On Mon, May 1, 2017 at 9:09 AM, Martin McClure martin@hand2mouse.com wrote:
I see no replies to this on any of the three lists it was sent to, so I guess I'll chime in.
tl;dr: Making a primitive for #hashMultiply, probably a good idea, in some form, since doing it in Smalltalk is awkward. Only hashing every N-th character of large strings, probably a very bad idea. Performance might well get worse, the complexity does not seem justified, and it would open a sizeable security hole.
More verbiage below for those interested.
Regards, -Martin
On 04/18/2017 07:09 PM, Eliot Miranda wrote:
Hi All,
the hash algorithm used for ByteString in Squeak and Pharo is good
for "small" strings and overkill for large strings.
Why do you say it's overkill for large strings? Are there applications with large strings that are being negatively impacted by the current algorithm? Which ones, and impacted how?
It is important in many applications to get well distributed string hashes, especially over the range of strings that constitute things like method names, URLs, etc. Consequently, the current algorithm includes every character in a string. This works very well for "small" strings and results in very slow hashes (and hence long latencies, because the hash is an uninterruptible primitive) for large strings, where large may be several megabytes.
A simple solution for the uninterruptable primitive is to not make it a primitive. Make #hashMultiply a primitive (since this particular kind of numeric modulo computation is really painful in Smalltalk), and do the rest in a loop in Smalltalk. It sounds like you've done the #hashMultiply primitive already.
If the overhead of calling a primitive for each character proves to be too much, even with the faster primitive calling methodologies you talked about in the "Cog Primitive Performance" thread on the Vm-dev list, a more complex primitive could take a range of bytes, so large strings would be done in batches, solving the latency problem.
Let's look at the basic hash algorithm.
[...]
In looking at this I've added a primitive for hashMultiply; primitive #159 implements precisely self * 1664525 bitAnd: 16r0FFFFFFF for SmallInteger and LargePositiveInteger receivers, as fast as possible in the Cog JIT. With this machinery in place it's instructive to compare the cost of the primitive against the non-primitive Smalltalk code.
First let me introduce a set of replacement hash functions, newHashN. These hash all characters in strings up to a certain size, and then no more than that number for larger strings. Here are newHash64 and newHash2048, which use pure Smalltalk, including an inlined hashMultiply written to avoid SmallInteger overflow. Also measured are the obvious variants newHash128, newHash256, newHash512 &
mewHash1024.
[...]
So the idea here is to step through the string by 1 for strings sizes up to N - 1, and by greater than 1 for strings of size >= N, limiting the maximum number of characters sampled to between N // 2 and N - 1.

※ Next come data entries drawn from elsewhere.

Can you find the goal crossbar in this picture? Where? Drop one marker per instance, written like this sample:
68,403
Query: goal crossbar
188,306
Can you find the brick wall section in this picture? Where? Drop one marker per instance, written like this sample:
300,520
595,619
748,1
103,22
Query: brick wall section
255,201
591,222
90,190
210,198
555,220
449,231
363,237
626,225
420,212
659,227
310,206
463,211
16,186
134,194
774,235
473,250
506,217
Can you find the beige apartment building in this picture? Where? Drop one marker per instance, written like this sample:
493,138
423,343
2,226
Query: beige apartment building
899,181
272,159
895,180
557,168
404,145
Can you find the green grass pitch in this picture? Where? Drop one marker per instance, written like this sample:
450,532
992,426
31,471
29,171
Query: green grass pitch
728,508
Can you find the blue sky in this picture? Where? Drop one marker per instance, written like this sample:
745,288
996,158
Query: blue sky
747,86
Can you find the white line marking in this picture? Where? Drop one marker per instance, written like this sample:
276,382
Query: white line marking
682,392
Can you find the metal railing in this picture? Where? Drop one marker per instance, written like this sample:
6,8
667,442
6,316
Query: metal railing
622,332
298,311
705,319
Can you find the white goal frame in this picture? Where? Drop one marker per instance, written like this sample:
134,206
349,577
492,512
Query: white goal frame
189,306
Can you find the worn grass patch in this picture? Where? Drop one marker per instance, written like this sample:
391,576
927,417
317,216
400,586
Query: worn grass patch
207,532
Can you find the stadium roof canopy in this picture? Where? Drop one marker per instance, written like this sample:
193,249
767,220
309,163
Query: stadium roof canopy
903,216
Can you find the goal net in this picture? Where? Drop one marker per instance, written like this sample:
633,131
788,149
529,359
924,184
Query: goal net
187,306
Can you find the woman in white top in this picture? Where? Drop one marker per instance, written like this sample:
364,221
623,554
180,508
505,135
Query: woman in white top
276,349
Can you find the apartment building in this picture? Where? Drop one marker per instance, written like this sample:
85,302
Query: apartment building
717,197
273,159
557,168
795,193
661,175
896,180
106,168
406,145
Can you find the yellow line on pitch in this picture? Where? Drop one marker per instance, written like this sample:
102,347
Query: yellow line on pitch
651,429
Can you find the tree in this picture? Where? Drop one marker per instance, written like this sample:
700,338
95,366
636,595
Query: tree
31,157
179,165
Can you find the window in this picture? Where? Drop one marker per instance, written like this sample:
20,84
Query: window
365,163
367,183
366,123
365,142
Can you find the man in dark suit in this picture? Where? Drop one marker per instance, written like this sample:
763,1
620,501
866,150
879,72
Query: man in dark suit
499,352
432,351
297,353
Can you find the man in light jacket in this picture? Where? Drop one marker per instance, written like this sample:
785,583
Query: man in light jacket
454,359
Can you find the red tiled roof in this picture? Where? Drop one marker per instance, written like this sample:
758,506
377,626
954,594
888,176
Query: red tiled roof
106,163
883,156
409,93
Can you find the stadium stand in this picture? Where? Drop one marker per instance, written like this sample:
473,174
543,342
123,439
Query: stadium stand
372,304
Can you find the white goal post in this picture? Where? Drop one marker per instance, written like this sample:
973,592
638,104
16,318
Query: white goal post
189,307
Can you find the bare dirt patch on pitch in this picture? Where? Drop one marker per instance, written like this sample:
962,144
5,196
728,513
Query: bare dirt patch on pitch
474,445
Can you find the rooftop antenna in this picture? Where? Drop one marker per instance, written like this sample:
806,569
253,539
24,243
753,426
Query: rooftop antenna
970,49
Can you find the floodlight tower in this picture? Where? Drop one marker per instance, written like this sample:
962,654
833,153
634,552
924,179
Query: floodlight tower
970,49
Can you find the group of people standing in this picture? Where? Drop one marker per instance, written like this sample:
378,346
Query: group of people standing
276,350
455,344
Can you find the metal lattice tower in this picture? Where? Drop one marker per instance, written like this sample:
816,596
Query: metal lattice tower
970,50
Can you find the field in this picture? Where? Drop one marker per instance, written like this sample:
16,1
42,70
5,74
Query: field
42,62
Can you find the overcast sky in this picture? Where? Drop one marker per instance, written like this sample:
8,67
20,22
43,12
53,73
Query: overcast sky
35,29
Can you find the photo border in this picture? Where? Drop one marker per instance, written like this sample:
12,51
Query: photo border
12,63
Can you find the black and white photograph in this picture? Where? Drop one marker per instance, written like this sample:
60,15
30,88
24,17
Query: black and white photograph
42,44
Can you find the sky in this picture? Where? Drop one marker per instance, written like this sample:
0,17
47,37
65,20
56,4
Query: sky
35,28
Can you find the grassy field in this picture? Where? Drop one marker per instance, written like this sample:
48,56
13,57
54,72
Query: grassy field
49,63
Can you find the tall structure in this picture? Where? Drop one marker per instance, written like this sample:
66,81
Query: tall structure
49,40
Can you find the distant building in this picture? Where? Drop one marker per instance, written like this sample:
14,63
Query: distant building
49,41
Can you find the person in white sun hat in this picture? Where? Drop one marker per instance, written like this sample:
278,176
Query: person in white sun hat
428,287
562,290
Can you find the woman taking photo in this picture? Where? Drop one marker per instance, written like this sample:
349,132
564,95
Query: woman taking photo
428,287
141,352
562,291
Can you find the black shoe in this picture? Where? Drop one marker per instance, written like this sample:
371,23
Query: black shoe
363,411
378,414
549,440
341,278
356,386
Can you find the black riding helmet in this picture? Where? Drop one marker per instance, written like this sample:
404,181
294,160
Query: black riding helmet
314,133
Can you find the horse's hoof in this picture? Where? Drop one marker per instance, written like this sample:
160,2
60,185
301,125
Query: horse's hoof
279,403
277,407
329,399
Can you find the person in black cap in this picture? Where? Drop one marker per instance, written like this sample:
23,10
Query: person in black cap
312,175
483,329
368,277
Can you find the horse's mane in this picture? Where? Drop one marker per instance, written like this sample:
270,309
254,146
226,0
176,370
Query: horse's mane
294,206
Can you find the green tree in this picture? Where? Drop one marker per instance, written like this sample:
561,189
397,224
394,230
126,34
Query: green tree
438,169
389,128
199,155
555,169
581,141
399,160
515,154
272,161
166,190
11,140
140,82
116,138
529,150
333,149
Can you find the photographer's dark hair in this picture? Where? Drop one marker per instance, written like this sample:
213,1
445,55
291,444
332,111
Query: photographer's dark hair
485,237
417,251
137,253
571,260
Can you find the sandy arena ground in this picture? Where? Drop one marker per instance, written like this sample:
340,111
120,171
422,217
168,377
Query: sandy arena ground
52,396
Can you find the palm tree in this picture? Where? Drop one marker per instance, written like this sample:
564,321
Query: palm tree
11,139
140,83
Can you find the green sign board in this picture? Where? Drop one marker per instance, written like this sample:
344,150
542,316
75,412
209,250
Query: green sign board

The history of computing is littered with the bones of those who have tried this kind of thing. It doesn't end well. Yes, you get a faster hash function. And then you find, for sets of data that you or your users actually want to use, that you get collisions like crazy, and much worse overall performance than you started with.
Sure, it works OK for the sets of data that the designer *tested*, and probably for the sets of data that they *anticipated*. But real-world data is tricky. It includes data sets where the characters that differ are the ones that the hash thinks are unimportant, and there goes your performance, by orders of magnitude. For instance, early versions of Java used a limited number of characters to hash strings. One of the biggest compatibility-breaking changes they were forced to make in later Java versions was to consider *all* characters in hashing. It turned out that it was very common to hash URLs, and many distinct URLs had most of their characters in common.
Was curious about this and found the actual issues [1] if anybody else is interested.
[1] http://bugs.java.com/bugdatabase/view_bug.do?bug_id=4045622
Cheers, Andrei
And you don't always get to choose your data -- sometimes you have an opponent who is actively looking to create collisions as a denial-of-service attack. There was a fair-sized kerfluffle about this a few years ago -- most web scripting languages made it too easy to mount this kind of attack. https://arstechnica.com/business/2011/12/huge- portions-of-web-vulnerable-to-hashing-denial-of-service-attack/ "...an attacker can degenerate the hash table by sending lots of colliding keys. ...making it possible to exhaust hours of CPU time using a single HTTP request." To guard against this kind of attack you need a randomized element in your hash (not a bad idea for Smalltalk, actually, and pretty easy -- mixing in the identity hash of the collection might be sufficient) or a cryptographic hash (not worth the computational expense for most purposes). However, even adding a randomized element would not prevent this kind of attack if you predictably completely ignore some characters of the input string. That just makes it *so* easy to generate data that validates, and is not equal, but causes collisions.
So really, for general-purpose use (i.e. what's built into the language) hash *every* character of *all* strings. If someone finds that this is a performance problem in a real-world situation, it can be addressed in an application-specific way.